Что такое агитация — Серников не знал, но немного приободрился и пошел в казарму за письмами, которые хранил под подушкой. Заодно он оделся, а когда вернулся в курилку, там уже снова оказался Корзинкин. Он запыхался — видно сильно спешил — и, расстегивая ворот гимнастерки, говорил Федосееву:

— Доложил. Там уже знают и приняли меры. Говорят, не беспокойтесь, спрячем.

За окнами, покрытыми пылью, словно солдатское сукно ворсом, быстро светало. Яркая июльская заря осветила глубокие колодцы питерских домов, зажгла зайчики на стеклах, нашла щелку и пробилась в сумрачную казарму, щекоча острыми лучиками суровые лица спящих солдат. Скоро побудка…

Митинг состоялся тотчас после завтрака, хотя кое-кто из офицеров, осмелевших после недавних событий, пытался воспрепятствовать. И все же не те были времена, чтобы солдаты, да еще окопники, покорно слушались господ офицеров.

— Даешь митинг! — понеслось по плацу. — Желаем! Долой офицеров!

На ящик, поставленный посреди плаца, взобрался Федосеев, поднял руку, дождался тишины и зычным своим голосом начал:

— Товарищи солдаты! Вы меня знаете?

— Знаем! — дружно отозвалась толпа.

— Верите мне?

— Верим!

— Вот послушайте, что я вам скажу. По приказу Временного правительства позавчера была разгромлена редакция большевистской газеты «Правда». А за что, известно вам это?

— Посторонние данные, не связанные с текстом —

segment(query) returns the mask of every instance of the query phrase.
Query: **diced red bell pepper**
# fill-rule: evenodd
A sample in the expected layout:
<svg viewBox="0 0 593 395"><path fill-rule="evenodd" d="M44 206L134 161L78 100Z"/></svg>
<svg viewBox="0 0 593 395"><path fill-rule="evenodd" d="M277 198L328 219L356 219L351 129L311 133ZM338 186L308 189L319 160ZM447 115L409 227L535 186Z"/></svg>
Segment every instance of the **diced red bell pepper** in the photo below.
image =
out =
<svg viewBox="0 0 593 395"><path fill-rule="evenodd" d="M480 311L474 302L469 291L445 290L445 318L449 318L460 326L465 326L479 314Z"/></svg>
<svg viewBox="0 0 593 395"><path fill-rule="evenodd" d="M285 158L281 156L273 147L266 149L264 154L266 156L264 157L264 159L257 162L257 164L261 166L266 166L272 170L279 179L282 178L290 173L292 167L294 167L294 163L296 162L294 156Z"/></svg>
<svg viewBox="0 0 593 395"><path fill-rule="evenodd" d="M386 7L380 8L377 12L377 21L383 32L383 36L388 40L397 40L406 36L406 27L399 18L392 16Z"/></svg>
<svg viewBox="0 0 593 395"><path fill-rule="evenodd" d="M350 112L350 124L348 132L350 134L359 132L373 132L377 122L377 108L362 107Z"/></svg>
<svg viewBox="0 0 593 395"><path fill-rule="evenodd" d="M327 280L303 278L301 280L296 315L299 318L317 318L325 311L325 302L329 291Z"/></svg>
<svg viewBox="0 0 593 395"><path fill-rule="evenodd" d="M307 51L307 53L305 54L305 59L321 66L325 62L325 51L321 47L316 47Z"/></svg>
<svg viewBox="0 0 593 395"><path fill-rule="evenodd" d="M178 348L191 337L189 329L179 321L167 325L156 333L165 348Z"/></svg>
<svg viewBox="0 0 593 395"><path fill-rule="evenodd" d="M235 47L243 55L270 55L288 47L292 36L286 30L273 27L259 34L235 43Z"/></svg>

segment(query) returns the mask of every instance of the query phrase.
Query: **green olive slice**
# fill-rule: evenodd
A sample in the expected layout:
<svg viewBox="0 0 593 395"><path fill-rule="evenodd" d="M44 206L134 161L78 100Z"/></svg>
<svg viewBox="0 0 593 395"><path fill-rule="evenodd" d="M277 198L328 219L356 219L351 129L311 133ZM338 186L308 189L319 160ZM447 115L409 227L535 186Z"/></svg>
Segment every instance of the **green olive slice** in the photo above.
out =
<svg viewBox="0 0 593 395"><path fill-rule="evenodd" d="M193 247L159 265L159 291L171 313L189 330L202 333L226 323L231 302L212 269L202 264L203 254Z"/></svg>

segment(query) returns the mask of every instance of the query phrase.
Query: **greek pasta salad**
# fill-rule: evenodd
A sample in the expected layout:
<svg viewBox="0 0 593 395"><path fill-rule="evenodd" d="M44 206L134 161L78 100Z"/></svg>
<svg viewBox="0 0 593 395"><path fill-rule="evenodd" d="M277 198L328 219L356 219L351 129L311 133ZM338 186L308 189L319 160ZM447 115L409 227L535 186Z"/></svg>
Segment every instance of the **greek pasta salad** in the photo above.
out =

Толпа угрожающе загудела, и чей-то звонкий голос крикнул:

— Давай, Федосеев, говори, чего там!

— А за то закрыли «Правду», за то разгромили ее редакцию, что нам, солдатам, говорила она чистую правду. А в чем она, наша солдатская правда, товарищи? Правда наша очень простая и всем понятная. Долой войну — это раз, землю крестьянам — это два. Верно я говорю?